How Many Kilojoules Per Day?

It’s important to determine the ideal daily kilojoule intake you should stick to to lose (or gain) weight before you start following a kilojoule-controlled eating plan to achieve your targets you’ve set for yourself.

How many kilojoules you should eat per day to lose weight

Typically, the average adult needs approximately 8 700 kilojoules per day – however this number can change depending on a variety of factors, such as:

  • Height and weight
  • Age
  • Gender
  • The amount of muscle and fat in your body
  • Your personal health status
  • Whether or not you are pregnant or breastfeeding





Kilojoules are needed in order to provide your body with energy – the energy to perform basic bodily functions such as growth and development, as well as activities such as walking, running, climbing, working and even sleeping and watching television. So it stands to reason that the more activity you engage in, the more kilojoules you will need to consume every day, and vice versa.

While it is always best to consult a doctor, dietician or health professional in order to determine your optimum daily kilojoule allowance, the following guide is suggested as a rule of thumb:

Inactive lifestyle (no exercise; sedentary job)
68kg female – 8 100kj; 80kg man – 9 600kj

Moderately active lifestyle (up to 3 sessions of moderate activity per week)
68kg female – 8 850kj; 80kg man – 10 400kj

Active lifestyle (more than 3 sessions of moderate to intense physical activity per week)
68kg female – 9 500kj; 80kg man – 11 200kj

Consuming more kilojoules than your body needs to function will result in the excess kilojoules being stored as fat – which is how one puts on weight.
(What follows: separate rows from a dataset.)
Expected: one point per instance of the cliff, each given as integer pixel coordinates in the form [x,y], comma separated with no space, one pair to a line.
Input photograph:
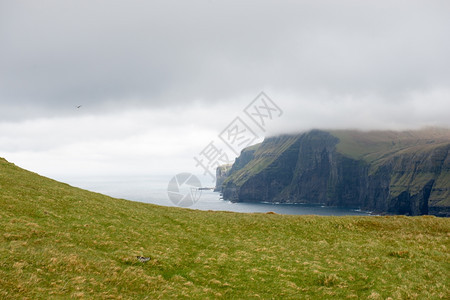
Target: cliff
[383,171]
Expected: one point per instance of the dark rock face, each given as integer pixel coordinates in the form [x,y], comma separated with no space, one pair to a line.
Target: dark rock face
[411,179]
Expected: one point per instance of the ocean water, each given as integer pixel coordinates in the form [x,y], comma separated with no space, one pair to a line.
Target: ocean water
[154,190]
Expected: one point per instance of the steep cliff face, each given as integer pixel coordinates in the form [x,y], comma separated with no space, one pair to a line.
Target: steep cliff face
[391,172]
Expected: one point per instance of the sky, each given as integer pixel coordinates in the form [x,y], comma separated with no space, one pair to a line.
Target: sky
[158,81]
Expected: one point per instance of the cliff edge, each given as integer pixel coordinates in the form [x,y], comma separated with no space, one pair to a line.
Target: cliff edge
[391,172]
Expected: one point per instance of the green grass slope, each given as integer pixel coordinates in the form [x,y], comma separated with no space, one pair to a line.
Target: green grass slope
[60,242]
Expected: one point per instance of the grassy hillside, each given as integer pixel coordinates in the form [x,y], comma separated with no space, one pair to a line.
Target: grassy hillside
[378,145]
[57,241]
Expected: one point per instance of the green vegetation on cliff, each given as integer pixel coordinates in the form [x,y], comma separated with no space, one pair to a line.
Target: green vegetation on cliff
[385,171]
[59,242]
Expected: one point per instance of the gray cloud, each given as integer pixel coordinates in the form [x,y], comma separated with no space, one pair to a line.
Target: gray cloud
[157,78]
[56,54]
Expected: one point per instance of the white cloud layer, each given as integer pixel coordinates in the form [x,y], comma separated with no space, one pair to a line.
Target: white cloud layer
[158,80]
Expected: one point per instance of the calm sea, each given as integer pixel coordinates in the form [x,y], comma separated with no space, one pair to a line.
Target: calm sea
[154,190]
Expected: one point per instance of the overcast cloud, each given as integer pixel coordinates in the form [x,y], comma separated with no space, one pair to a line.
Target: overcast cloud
[158,80]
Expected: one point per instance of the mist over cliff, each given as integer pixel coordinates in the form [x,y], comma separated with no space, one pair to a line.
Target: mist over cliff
[405,172]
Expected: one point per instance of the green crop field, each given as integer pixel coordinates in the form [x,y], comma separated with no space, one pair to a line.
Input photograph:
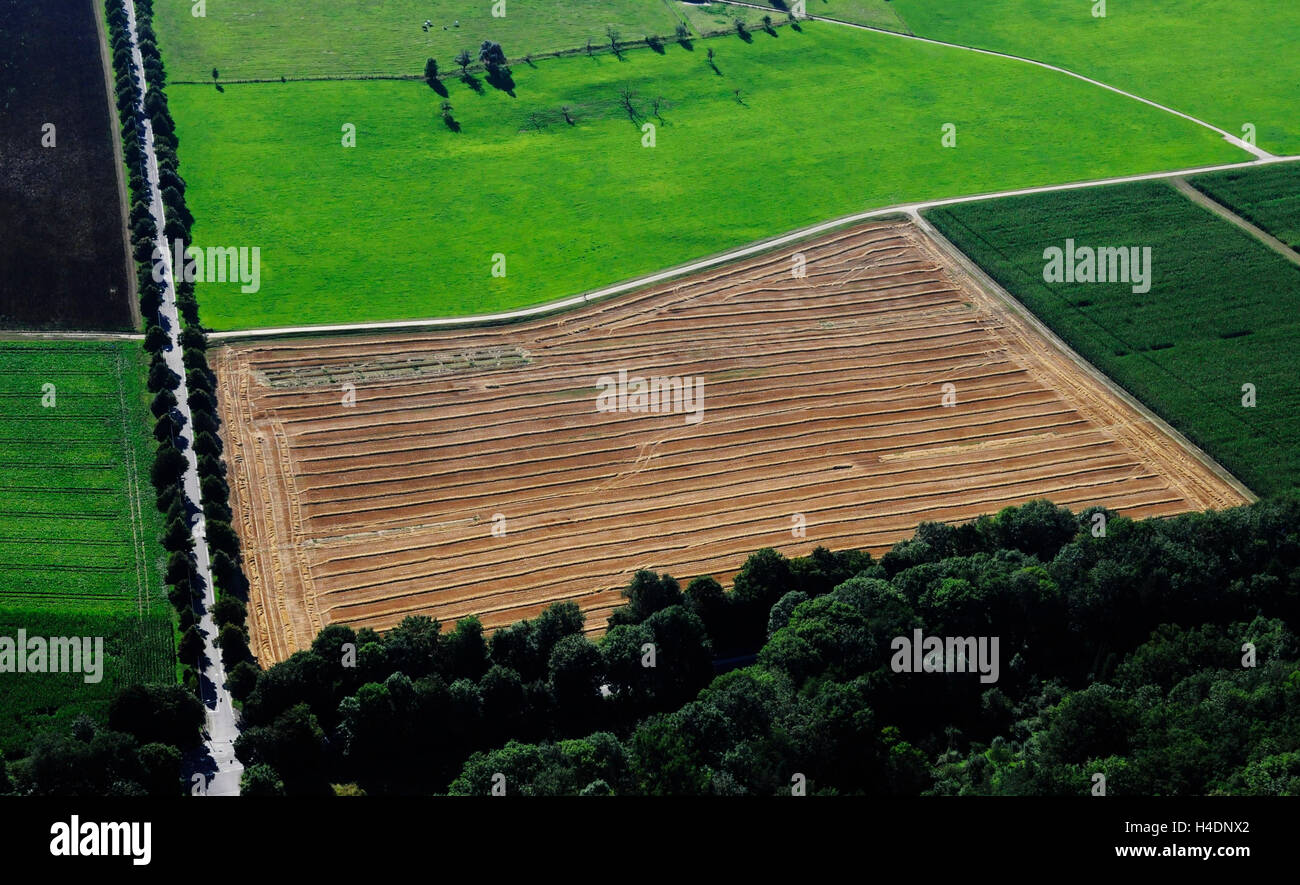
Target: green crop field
[788,131]
[1268,196]
[1220,313]
[258,39]
[78,528]
[1230,63]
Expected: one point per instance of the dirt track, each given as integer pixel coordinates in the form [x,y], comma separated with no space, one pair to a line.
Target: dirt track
[822,398]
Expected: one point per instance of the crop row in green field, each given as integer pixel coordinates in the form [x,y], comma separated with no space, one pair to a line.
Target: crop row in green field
[778,133]
[1216,332]
[78,529]
[135,650]
[1268,196]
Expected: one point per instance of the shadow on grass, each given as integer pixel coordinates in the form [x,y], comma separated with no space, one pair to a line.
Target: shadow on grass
[501,79]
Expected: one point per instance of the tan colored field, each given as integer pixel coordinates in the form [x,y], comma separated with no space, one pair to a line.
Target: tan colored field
[823,398]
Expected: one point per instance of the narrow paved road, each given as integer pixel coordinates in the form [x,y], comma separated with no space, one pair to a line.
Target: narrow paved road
[221,720]
[762,246]
[1230,137]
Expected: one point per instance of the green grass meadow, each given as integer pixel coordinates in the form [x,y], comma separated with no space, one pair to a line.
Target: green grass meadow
[1229,63]
[258,39]
[1266,196]
[827,121]
[78,528]
[1221,312]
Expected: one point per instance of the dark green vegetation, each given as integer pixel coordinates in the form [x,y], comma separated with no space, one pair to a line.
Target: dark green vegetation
[63,259]
[242,39]
[1221,312]
[78,534]
[1266,196]
[180,512]
[139,751]
[1119,654]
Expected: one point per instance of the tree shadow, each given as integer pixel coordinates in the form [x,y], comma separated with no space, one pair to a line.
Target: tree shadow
[501,79]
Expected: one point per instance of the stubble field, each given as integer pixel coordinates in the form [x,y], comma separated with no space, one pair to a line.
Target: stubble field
[823,406]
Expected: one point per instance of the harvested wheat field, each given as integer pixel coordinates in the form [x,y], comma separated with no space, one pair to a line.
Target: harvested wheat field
[823,397]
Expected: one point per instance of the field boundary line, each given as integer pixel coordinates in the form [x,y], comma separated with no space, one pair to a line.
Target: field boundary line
[1026,316]
[115,133]
[1226,213]
[20,334]
[723,257]
[133,491]
[1233,139]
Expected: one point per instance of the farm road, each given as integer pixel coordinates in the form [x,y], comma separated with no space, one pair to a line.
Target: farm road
[222,769]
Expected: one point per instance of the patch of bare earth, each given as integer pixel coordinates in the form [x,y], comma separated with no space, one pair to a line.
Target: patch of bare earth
[823,398]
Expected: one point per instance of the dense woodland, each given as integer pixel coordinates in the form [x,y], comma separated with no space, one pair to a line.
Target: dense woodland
[1125,655]
[1121,655]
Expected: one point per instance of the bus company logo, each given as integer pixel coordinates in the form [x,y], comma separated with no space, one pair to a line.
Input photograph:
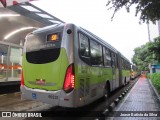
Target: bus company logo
[6,114]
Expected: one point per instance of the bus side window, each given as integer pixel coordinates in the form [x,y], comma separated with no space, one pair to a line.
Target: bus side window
[84,45]
[107,57]
[96,53]
[113,59]
[84,48]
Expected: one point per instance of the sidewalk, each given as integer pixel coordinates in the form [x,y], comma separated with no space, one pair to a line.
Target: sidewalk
[141,101]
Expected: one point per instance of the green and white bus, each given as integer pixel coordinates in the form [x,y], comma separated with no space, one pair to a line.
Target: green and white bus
[66,65]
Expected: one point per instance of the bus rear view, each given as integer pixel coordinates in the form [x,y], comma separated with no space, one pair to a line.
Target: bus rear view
[48,69]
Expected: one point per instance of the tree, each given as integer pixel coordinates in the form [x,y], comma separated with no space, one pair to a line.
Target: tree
[149,9]
[143,56]
[155,48]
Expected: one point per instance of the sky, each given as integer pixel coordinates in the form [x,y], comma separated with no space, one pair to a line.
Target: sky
[124,33]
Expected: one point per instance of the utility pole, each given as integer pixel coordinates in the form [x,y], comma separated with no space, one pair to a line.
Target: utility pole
[159,27]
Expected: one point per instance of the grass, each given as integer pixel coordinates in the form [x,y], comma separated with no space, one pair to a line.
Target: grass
[155,78]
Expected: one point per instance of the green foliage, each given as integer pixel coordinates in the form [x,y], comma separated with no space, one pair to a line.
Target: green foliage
[155,78]
[155,48]
[149,9]
[143,56]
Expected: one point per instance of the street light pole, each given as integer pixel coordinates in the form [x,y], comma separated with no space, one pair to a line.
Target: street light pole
[149,38]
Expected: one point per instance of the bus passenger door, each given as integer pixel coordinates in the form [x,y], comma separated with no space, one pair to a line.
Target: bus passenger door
[113,71]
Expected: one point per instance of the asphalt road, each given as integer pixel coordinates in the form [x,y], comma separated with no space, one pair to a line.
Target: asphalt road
[13,102]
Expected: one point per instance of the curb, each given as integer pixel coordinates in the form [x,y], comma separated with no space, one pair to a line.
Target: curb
[155,91]
[108,110]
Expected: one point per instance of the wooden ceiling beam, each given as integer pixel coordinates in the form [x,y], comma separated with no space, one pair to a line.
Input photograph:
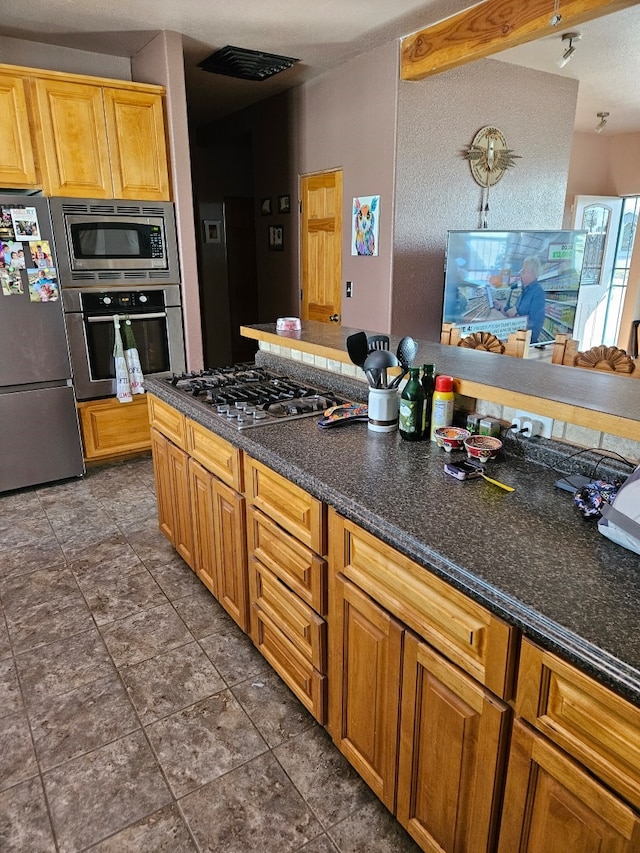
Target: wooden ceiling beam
[492,26]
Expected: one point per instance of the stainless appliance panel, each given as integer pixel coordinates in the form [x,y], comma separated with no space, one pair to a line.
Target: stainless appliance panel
[111,273]
[40,437]
[33,342]
[91,338]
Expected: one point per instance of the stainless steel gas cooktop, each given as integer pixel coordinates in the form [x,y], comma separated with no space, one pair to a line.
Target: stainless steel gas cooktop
[248,396]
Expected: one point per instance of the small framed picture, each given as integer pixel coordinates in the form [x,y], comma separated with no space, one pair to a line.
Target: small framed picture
[284,204]
[212,231]
[276,238]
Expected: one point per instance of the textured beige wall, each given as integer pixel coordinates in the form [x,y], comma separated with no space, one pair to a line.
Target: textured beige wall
[437,118]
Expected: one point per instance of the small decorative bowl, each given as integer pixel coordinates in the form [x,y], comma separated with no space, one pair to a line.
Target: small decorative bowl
[482,447]
[451,438]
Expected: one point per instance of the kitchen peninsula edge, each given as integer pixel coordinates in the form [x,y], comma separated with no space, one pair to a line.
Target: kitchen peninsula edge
[586,398]
[527,556]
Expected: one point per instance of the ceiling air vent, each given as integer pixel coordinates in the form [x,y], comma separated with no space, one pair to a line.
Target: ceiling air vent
[245,64]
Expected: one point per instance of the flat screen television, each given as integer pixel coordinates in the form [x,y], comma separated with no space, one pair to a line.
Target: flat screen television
[503,281]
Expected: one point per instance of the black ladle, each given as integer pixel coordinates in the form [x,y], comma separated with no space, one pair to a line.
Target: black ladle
[407,351]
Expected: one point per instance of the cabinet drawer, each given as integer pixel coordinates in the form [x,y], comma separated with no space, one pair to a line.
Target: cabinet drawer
[465,632]
[295,564]
[168,421]
[309,685]
[587,720]
[287,504]
[282,608]
[215,454]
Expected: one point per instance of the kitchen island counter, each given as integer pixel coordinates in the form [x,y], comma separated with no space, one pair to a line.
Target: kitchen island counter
[527,555]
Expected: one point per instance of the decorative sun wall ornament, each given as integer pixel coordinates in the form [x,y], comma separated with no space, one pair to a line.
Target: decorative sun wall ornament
[489,158]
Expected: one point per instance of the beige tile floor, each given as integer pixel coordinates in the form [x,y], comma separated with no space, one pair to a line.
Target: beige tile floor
[134,714]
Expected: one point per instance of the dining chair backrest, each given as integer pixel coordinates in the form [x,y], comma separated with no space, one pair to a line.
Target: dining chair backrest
[603,358]
[517,344]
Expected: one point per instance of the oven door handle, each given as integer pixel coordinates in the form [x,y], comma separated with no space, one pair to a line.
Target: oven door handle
[109,319]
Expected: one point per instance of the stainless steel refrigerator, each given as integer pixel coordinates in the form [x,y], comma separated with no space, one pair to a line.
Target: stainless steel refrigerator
[39,433]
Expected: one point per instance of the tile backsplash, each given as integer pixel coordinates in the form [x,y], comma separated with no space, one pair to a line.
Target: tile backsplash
[566,432]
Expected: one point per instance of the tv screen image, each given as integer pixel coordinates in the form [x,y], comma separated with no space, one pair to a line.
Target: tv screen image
[504,281]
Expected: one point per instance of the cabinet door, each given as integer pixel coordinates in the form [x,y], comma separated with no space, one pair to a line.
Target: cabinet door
[204,557]
[553,806]
[110,429]
[17,167]
[231,553]
[452,745]
[137,144]
[161,470]
[179,478]
[73,139]
[364,679]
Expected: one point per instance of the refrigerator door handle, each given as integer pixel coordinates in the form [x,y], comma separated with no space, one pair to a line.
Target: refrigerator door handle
[109,319]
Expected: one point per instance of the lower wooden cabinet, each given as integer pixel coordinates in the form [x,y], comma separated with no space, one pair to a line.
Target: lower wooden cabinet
[453,737]
[288,589]
[364,678]
[171,469]
[205,520]
[552,805]
[111,428]
[231,552]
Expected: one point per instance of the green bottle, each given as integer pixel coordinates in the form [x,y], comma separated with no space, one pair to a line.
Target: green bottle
[428,386]
[412,407]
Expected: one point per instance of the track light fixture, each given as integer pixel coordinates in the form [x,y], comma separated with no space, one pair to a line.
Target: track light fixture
[568,40]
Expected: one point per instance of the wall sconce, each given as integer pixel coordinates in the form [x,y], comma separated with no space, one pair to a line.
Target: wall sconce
[568,39]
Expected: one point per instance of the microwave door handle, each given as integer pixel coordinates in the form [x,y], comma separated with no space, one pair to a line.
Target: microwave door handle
[109,318]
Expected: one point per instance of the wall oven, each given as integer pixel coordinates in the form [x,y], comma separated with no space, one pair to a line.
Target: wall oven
[155,314]
[115,241]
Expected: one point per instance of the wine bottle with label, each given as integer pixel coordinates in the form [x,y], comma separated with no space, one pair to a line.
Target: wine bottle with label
[412,407]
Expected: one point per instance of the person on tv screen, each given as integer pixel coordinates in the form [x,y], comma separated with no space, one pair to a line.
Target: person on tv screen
[530,303]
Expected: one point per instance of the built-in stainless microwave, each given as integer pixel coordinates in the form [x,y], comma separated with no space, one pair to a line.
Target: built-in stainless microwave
[114,241]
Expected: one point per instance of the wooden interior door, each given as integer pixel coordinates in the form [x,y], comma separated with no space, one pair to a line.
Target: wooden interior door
[321,246]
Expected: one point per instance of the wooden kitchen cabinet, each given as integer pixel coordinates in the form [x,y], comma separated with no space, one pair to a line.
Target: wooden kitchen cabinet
[112,429]
[585,719]
[137,144]
[171,470]
[364,677]
[552,805]
[72,136]
[427,736]
[453,737]
[220,541]
[17,165]
[231,552]
[95,141]
[288,582]
[202,511]
[203,517]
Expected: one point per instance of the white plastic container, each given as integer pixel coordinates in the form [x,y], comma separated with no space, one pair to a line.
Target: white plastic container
[383,409]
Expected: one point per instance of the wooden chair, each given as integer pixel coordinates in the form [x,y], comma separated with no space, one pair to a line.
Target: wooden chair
[605,359]
[517,344]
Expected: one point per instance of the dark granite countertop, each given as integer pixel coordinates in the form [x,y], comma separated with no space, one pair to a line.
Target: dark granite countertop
[527,555]
[585,393]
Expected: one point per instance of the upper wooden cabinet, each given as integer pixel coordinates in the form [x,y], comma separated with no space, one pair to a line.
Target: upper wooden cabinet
[90,137]
[100,142]
[137,144]
[17,166]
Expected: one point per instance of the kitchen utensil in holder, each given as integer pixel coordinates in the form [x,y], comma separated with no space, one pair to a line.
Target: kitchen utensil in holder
[383,409]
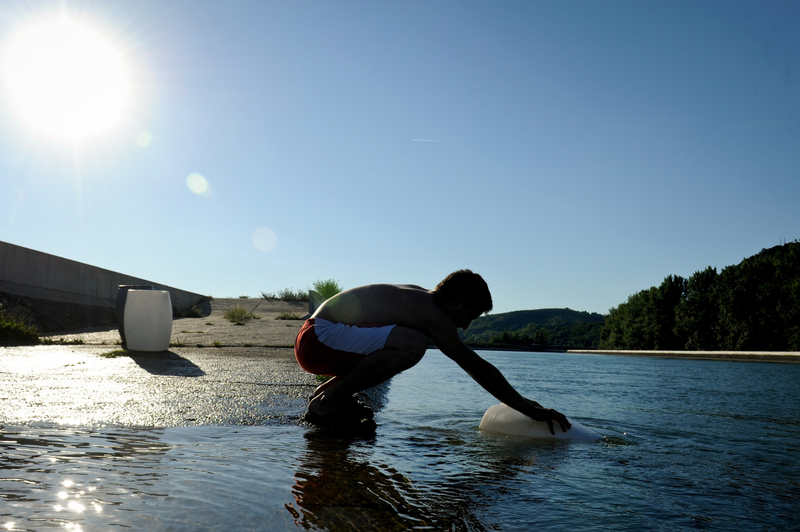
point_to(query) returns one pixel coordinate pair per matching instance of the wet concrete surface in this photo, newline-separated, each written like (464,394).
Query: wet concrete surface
(214,373)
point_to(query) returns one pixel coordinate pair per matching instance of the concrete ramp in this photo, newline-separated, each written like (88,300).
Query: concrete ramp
(59,294)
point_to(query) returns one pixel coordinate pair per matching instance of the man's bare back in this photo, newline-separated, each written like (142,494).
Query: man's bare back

The good news is that the more active you are, the faster you will burn kilojoules (which is why your daily kilojoule allowance increases the more exercise you do).

In fact, recent studies have shown that doing just 2.5 minutes of high intensity exercise per day (such as 5 30-second sprints with a 4-minute rest period in between each) will help you burn up to 840 kilojoules extra a day! All of which goes to show that exercise, even light to moderate exercise, is an integral part of any health and wellness programme.

Kilojoules in food

Once you have determined the daily kilojoule allowance you will need in order to reach your health goals, such as losing weight or maintaining your current weight, you will need to take into account the kilojoule content of all the food and drink you consume, in order to put together a healthy eating plan.

The amount of kilojoules found in food depends on the actual food itself, the way it is prepared, and the size of the portion consumed at a sitting. Generally speaking, fats and alcohol are high in kilojoules, protein and carbohydrates are moderate in kilojoules, and dietary fibre is low in kilojoules, as shown here:

  • 1g fat (butter, margarine, olives, oils, nuts, avocado, coconut milk) = 37kj
  • 1g alcohol (beer, wine, cider, spirits, cocktails, liqueurs) = 29kj
  • 1g protein (meat, fish, seafood, cheese, eggs, tofu) = 17kj
  •  1g carbohydrate (starch, dairy, fruit, cereals, legumes, starchy vegetables) = 17kj
  • 1g fibre (fruit, vegetables, nuts, seeds, pulses) = 8kj

Getting the balance of kilojoules right is of great importance – not only do you want to stay within your daily kilojoule intake, you also want to ensure that you make healthy choices within each food group so as to extract all the nutritional benefits you can from each meal.

While it is possible to stay within your daily kilojoule allowance with poor nutritional choices, doing so will result in a loss of energy, as well tiredness, lethargy, inconsistent blood sugar levels, and in the long-term, illnesses such as high cholesterol and blood pressure, type-2 diabetes, obesity and heart disease. Thus, it is imperative that you know which are the best choices to make within each food group, in order to consume the right amount of kilojoules and the most nutritious foods at the same time.